見積書の中で「ディレクション費」という項目を見て、「これは何の費用なのか」と疑問を感じる発注者は少なくありません。デザイン費やコーディング費は成果物と直結しているのでわかりやすいのですが、ディレクション費は「考えて、整理して、判断する」という時間の対価です。
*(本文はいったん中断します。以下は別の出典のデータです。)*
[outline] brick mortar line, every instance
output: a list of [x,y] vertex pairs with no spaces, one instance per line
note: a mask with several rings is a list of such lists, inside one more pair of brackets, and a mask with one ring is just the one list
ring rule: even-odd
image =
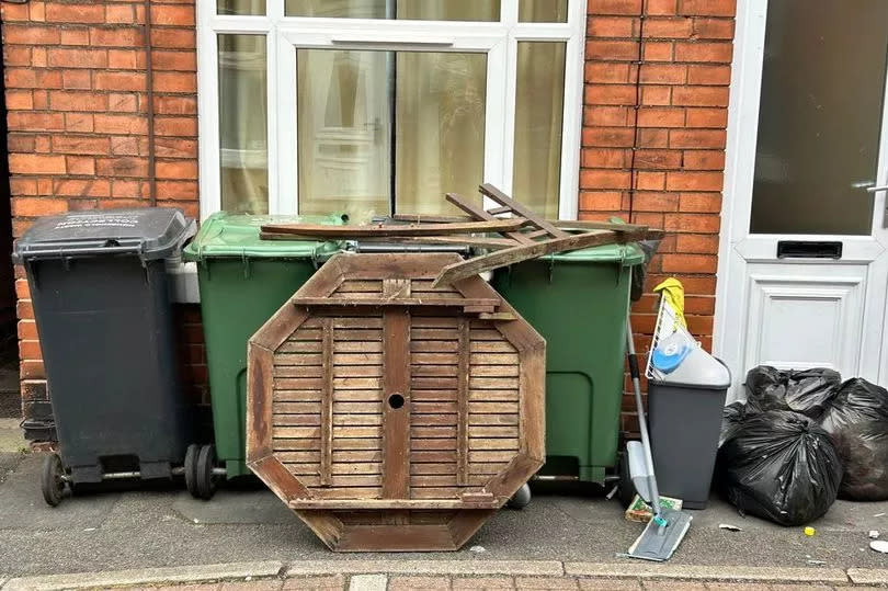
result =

この「考える時間」を削った結果、後から作り直しが発生したり、公開後に成果が出なかったりするケースは珍しくありません。ブランディング費用の意味|発注者が知るべき「考える時間」という対価でも書きましたが、目に見えない工程にこそ、成果を分ける力が宿っています。


ディレクターの有無で変わる制作の進み方

ディレクターがいる場合

  • 要望が「問い」に分解される
  • 情報に優先順位がつく
  • 判断の根拠が全員に共有される
  • 修正が目的ベースで収束する
  • 公開後の改善まで一本の線でつながる

ディレクター不在の場合

  • 要望がそのまま仕様になる
  • 情報が全部同じ大きさで並ぶ
  • 修正が「好みの問題」に見える
  • 修正回数が収束しない
  • 公開した時点でプロジェクトが終わる

この対比はやや極端に映るかもしれませんが、ディレクション不在のプロジェクトでは、程度の差こそあれ右側の状態に近づいていきやすいものです。


まとめ

Webディレクターは、デザイナーでもエンジニアでもない立場から、制作の全体を通して判断を下し続ける存在です。その仕事は目に見えにくいからこそ、発注者が理解しておく価値があります。
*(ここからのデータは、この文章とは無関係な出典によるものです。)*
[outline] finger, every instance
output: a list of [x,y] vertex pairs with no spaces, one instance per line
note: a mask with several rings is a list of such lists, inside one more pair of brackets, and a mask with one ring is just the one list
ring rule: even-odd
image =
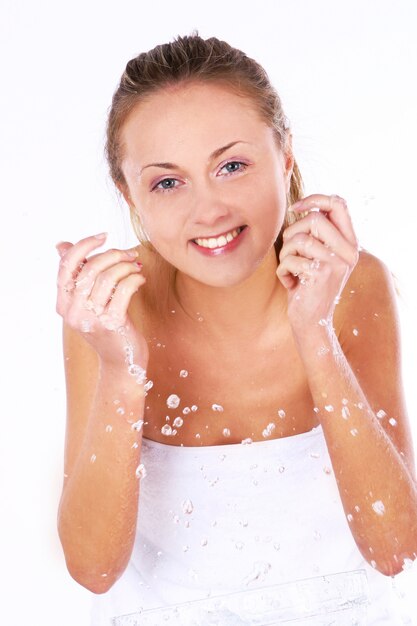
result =
[[[59,264],[58,271],[58,287],[62,290],[71,291],[74,288],[74,277],[77,274],[77,270],[81,263],[84,262],[88,253],[102,246],[107,233],[101,233],[100,235],[92,235],[81,239],[75,245],[67,247],[61,257],[61,263]],[[67,244],[69,242],[62,242]],[[61,245],[61,244],[58,244]]]
[[352,220],[348,211],[347,202],[344,198],[335,194],[312,194],[293,204],[289,210],[295,213],[311,211],[319,208],[327,213],[329,220],[340,230],[344,237],[356,248],[359,243],[353,229]]
[[143,274],[130,274],[121,280],[107,306],[109,315],[125,317],[133,294],[145,282]]
[[279,253],[280,262],[282,263],[288,255],[330,262],[335,253],[315,237],[302,232],[285,241]]
[[72,248],[74,244],[70,243],[69,241],[59,241],[56,245],[55,248],[59,254],[59,256],[62,258],[70,248]]
[[97,315],[103,313],[107,303],[114,297],[116,291],[122,288],[123,279],[137,275],[142,270],[142,263],[138,261],[121,262],[101,272],[93,285],[86,303]]
[[309,213],[301,220],[291,224],[283,232],[284,244],[297,233],[312,235],[315,239],[328,246],[332,252],[340,256],[349,265],[355,265],[358,250],[322,213]]
[[102,272],[106,272],[118,263],[133,261],[137,259],[137,257],[138,252],[135,248],[130,250],[112,248],[106,250],[106,252],[89,257],[88,263],[82,267],[77,276],[76,288],[80,290],[83,295],[89,295],[97,277]]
  • ディレクターの本質は「判断」にある。進行管理ではなく、「何を、誰に、どんな順番で伝えるか」を決め続ける仕事
  • 戦略から運用までを一本の線でつなぐ。流れのどこかが途切れると、サイトの価値は少しずつ薄まっていく
  • 発注者にもできることがある。ヒアリングに備え、判断の理由を聞き、対話を重ねることで、サイトの質は確実に上がる

「なぜディレクション費がかかるのか」に疑問を感じたことがあるなら、この記事を読み終えたあとにもう一度見積書を眺めてみてください。その費用の向こう側にある「考え抜く時間」の重みが、少しだけ変わって見えるかもしれません。


よくある質問

よくある質問

Webディレクターとプロジェクトマネージャーは何が違いますか?

プロジェクトマネージャーはスケジュール・予算・リソースの管理に軸足を置くのに対し、Webディレクターは「何を作るか」「なぜこう作るか」というコンテンツや設計の判断に軸足を置きます。両方を兼ねる場合もありますが、求められる能力の重心が異なります。

小規模なサイトでもディレクターは必要ですか?

ページ数の少ない小規模サイトであれば、デザイナーがディレクションを兼ねることもあります。ただし「何を載せるか」「どんな順番で見せるか」の判断は、サイトの規模に関係なく必要です。ディレクターを立てるかどうかより、その判断を誰が責任を持って行うのかを明確にしておくことが大切です。

ディレクターの良し悪しはどこで判断できますか?

判断の理由を言語化できるかどうかが一つの目安です。「なぜこの構成なのか」と聞いたとき、ビジネスの文脈やユーザーの行動を根拠にして説明できるディレクターは、感覚ではなく論理で判断しています。逆に「経験上こうです」としか答えられない場合は、注意が必要かもしれません。

発注者はディレクターに何を伝えればよいですか?

「こんなサイトにしてほしい」という完成形よりも、「今こういう課題がある」「こんな人に来てほしい」という背景のほうが重要です。課題と目的を共有できれば、ディレクターはそこから最適な設計を組み立てることができます。参考サイトのURLがあれば、「このサイトのどこが良いと思ったか」まで伝えると、方向性の共有がさらに早くなります。

ディレクション費の相場はどのくらいですか?

プロジェクトの規模や内容によって大きく異なるため、一概には言えません。見積書にディレクション費が明記されている場合は、「この費用で具体的にどんな作業をしていただけますか」と聞いてみるのが確実です。内訳を説明してもらうことで、その制作会社がディレクションにどれだけ力を入れているかも見えてきます。